Kimi Raikkonen (©Getty Images)

Presente alla conferenza stampa pre GP del Belgio Kimi Raikkonen ha dedicato subito qualche parola al contratto firmato in settimana e che per un altro anno lo legherà al destino della Ferrari.

“Non avrei rinnovato se o io o il team non fossimo stati contenti di farlo”. Ha dichiarato il finnico che a Maranello ha trascorso buona parte della carriera in f1 (2007-2009 e poi dal 2014). “Insieme vorremmo ottenere buoni risultati e continuare a migliorare. Ci sono ancora settori in cui occorre crescere, ad esempio dovremmo guadagnare ancora qualcosa in velocità, ma ultimamente sono stati fatti progressi, dunque sono fiducioso. Stiamo arrivando al punto in cui vogliamo arrivare”.

Iceman ha in seguito ripetuto il concetto espresso nel corso dell’evento dedicato al marchio svoltosi ad Helsinki, mercoledì. “L’unica cosa che mi interessava era restare ancora nel Circus l’anno prossimo. Non mi importa cosa abbia portato alla conferma, ciò che conta è che la squadra abbia dimostrato di condividere il mio pensiero.
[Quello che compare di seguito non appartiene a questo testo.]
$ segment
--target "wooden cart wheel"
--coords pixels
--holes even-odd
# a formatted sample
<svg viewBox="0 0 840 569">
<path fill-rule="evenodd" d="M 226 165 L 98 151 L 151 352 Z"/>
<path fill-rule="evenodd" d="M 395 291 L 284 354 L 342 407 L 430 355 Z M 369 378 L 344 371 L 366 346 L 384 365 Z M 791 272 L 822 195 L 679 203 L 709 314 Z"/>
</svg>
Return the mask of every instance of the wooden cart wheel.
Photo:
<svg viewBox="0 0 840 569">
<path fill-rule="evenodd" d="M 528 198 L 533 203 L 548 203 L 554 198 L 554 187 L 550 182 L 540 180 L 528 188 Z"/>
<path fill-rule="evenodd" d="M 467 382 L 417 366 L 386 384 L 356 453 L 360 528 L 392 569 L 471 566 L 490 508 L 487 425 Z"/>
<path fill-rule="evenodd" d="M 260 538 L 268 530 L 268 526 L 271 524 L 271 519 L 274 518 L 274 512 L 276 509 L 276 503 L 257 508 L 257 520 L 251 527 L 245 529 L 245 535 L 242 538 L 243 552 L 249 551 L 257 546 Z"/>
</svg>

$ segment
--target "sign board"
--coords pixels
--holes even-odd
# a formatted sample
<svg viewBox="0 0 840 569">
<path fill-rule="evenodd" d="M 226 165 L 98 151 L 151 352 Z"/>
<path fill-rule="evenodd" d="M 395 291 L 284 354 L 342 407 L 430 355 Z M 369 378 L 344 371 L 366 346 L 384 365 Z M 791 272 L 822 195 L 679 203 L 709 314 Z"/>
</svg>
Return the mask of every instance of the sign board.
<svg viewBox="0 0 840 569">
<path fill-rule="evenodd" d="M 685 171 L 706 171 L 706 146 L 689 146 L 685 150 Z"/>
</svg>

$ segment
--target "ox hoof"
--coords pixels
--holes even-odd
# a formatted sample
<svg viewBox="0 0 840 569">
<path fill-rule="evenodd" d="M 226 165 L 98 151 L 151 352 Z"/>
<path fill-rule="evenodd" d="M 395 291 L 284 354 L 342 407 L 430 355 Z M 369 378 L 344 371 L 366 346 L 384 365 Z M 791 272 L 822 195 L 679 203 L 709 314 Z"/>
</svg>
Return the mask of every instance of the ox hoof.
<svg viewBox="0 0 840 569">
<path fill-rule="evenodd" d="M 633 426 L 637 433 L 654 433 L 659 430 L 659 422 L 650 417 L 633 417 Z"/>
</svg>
Per quanto mi riguarda amo correre, mi diverto e ci tengo a fare bene. Se non mi sentissi più competitivo avrei lasciato da tempo, ma il mio desiderio è rimanere e combattere per il titolo. Quindi l’immancabile frecciata ai media. “Malgrado l’annuncio non mi stupirei di ricevere domande sul mio futuro magari già a Monza”.

Altro tema caldo del momento il rapporto del driver di Espoo con Vettel, di cui in maniera ufficiale è diventato scudiero nello scorso GP d’Ungheria. “Con Sebastian c’è un ottima intesa. Se la dirigenza decidesse di confermarlo ne sarei felice, ma non sta a me scegliere”.
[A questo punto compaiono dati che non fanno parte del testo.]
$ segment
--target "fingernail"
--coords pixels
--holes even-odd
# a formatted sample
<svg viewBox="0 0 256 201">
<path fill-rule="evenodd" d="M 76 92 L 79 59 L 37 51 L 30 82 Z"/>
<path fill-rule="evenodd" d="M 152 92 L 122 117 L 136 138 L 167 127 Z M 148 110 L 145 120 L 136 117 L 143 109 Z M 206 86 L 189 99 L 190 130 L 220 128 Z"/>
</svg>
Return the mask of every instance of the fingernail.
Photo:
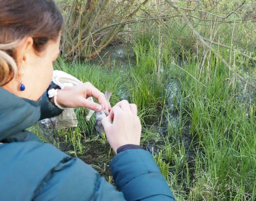
<svg viewBox="0 0 256 201">
<path fill-rule="evenodd" d="M 100 112 L 102 110 L 102 106 L 100 105 L 99 105 L 96 108 L 96 110 L 99 112 Z"/>
</svg>

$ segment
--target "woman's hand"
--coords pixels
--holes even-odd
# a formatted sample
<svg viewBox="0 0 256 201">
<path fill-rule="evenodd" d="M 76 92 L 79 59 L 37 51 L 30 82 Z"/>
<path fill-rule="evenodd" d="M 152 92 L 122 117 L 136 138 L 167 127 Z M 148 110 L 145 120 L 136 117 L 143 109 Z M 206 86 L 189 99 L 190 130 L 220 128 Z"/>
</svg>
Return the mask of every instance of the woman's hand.
<svg viewBox="0 0 256 201">
<path fill-rule="evenodd" d="M 99 104 L 86 100 L 90 96 L 97 99 Z M 104 94 L 89 82 L 59 90 L 56 100 L 63 107 L 83 107 L 99 112 L 103 109 L 107 115 L 111 109 Z"/>
<path fill-rule="evenodd" d="M 116 153 L 117 148 L 123 145 L 140 145 L 141 126 L 136 105 L 123 100 L 113 107 L 109 115 L 101 122 L 108 140 Z"/>
</svg>

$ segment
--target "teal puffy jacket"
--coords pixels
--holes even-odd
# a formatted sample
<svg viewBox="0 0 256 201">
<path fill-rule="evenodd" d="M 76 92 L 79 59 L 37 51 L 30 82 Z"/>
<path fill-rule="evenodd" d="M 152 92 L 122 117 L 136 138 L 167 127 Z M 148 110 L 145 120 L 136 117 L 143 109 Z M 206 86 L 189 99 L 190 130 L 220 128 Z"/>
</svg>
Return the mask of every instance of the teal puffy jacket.
<svg viewBox="0 0 256 201">
<path fill-rule="evenodd" d="M 89 165 L 25 130 L 62 112 L 46 92 L 33 101 L 0 87 L 0 200 L 174 200 L 149 152 L 128 150 L 114 157 L 117 191 Z"/>
</svg>

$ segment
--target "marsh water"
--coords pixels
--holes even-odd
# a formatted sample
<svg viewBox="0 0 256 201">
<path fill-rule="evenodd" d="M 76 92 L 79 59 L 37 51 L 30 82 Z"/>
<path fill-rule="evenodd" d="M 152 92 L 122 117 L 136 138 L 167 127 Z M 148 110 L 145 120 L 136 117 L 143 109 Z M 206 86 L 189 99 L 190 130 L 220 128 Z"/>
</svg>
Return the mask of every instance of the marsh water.
<svg viewBox="0 0 256 201">
<path fill-rule="evenodd" d="M 94 58 L 91 62 L 100 66 L 107 66 L 109 68 L 115 67 L 125 68 L 129 66 L 132 66 L 136 65 L 136 58 L 132 51 L 128 47 L 125 48 L 120 45 L 117 46 L 109 46 L 102 50 L 99 55 Z M 171 74 L 171 72 L 167 73 Z M 180 97 L 178 92 L 179 84 L 178 81 L 172 78 L 171 76 L 167 76 L 168 84 L 166 89 L 167 100 L 165 104 L 166 107 L 168 108 L 168 116 L 161 114 L 162 107 L 160 107 L 157 112 L 156 116 L 153 116 L 147 119 L 145 123 L 150 128 L 153 132 L 158 133 L 160 136 L 165 136 L 168 133 L 171 133 L 173 130 L 177 128 L 180 123 L 180 114 L 177 112 L 175 106 L 175 104 L 180 102 Z M 118 95 L 120 96 L 122 99 L 127 99 L 129 95 L 127 91 L 119 90 Z M 161 120 L 159 119 L 161 117 Z M 160 125 L 161 124 L 161 125 Z M 189 124 L 186 123 L 181 131 L 180 135 L 172 137 L 173 141 L 181 140 L 184 143 L 185 148 L 187 149 L 190 144 L 191 137 L 188 129 Z M 177 128 L 176 128 L 177 127 Z M 142 134 L 143 135 L 143 134 Z M 180 139 L 181 136 L 181 139 Z M 143 143 L 144 148 L 154 154 L 159 151 L 160 146 L 163 143 L 162 141 L 158 142 L 153 141 L 145 142 Z"/>
<path fill-rule="evenodd" d="M 110 46 L 103 50 L 99 55 L 94 58 L 91 63 L 100 66 L 107 66 L 108 68 L 115 67 L 120 68 L 132 67 L 136 65 L 136 59 L 131 50 L 125 48 L 124 46 Z M 173 79 L 171 76 L 171 72 L 167 72 L 166 79 L 168 79 L 168 84 L 166 85 L 164 93 L 166 96 L 165 105 L 159 106 L 156 112 L 156 115 L 153 115 L 146 119 L 145 121 L 148 130 L 154 136 L 142 141 L 143 148 L 153 154 L 158 153 L 164 145 L 164 138 L 168 135 L 172 142 L 182 141 L 186 152 L 187 157 L 189 157 L 192 154 L 188 151 L 188 148 L 191 144 L 191 138 L 188 131 L 189 124 L 186 123 L 183 127 L 182 130 L 179 130 L 179 134 L 173 135 L 173 131 L 179 130 L 180 124 L 183 120 L 181 119 L 180 114 L 176 109 L 177 104 L 180 102 L 179 89 L 179 82 L 178 81 Z M 117 94 L 122 99 L 128 99 L 129 95 L 126 90 L 120 89 Z M 168 115 L 162 112 L 163 107 L 168 110 Z M 103 142 L 98 137 L 96 132 L 92 137 L 81 139 L 81 142 L 84 146 L 84 151 L 80 154 L 71 151 L 74 149 L 72 145 L 65 143 L 65 140 L 63 137 L 58 134 L 60 131 L 47 128 L 44 125 L 40 126 L 41 129 L 46 134 L 48 139 L 47 141 L 58 145 L 58 148 L 62 151 L 66 152 L 74 156 L 77 157 L 86 163 L 90 164 L 108 179 L 111 176 L 111 173 L 109 167 L 111 158 L 114 155 L 113 151 L 111 151 L 110 147 L 106 141 Z M 145 131 L 142 131 L 142 138 L 146 135 Z M 49 137 L 49 136 L 51 136 Z M 162 147 L 162 148 L 161 148 Z M 192 155 L 191 155 L 192 156 Z M 109 182 L 113 183 L 110 178 Z"/>
</svg>

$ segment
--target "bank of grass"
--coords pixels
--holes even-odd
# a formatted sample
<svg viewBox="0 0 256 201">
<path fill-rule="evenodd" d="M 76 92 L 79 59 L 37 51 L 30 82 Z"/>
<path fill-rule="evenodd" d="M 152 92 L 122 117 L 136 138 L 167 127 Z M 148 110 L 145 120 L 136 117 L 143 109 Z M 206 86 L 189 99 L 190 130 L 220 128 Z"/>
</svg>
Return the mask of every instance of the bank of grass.
<svg viewBox="0 0 256 201">
<path fill-rule="evenodd" d="M 60 58 L 55 67 L 102 91 L 113 90 L 112 105 L 124 99 L 137 105 L 141 144 L 153 154 L 177 200 L 254 200 L 253 94 L 212 54 L 183 52 L 180 61 L 168 51 L 168 41 L 159 49 L 157 41 L 148 39 L 134 44 L 134 66 L 109 68 Z M 222 56 L 228 59 L 229 55 Z M 237 70 L 240 61 L 236 62 Z M 170 88 L 174 80 L 179 86 L 174 92 Z M 113 151 L 96 135 L 94 116 L 86 122 L 86 110 L 76 112 L 78 127 L 57 132 L 53 144 L 92 165 L 113 183 L 108 166 Z"/>
</svg>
Infine a proposito dell’impegno che lo attenderà da venerdì mattina alle 10 sul suo caro circuito di Spa Kimi Raikkonen ha chiosato: “Sono qui per vincere, o comunque per salire sul podio. La Sf70-H è stata aggiornata come in molte altre occasioni. Ci aspettiamo di essere più rapidi e avere maggiore grip in curva. Vedremo come andrà”.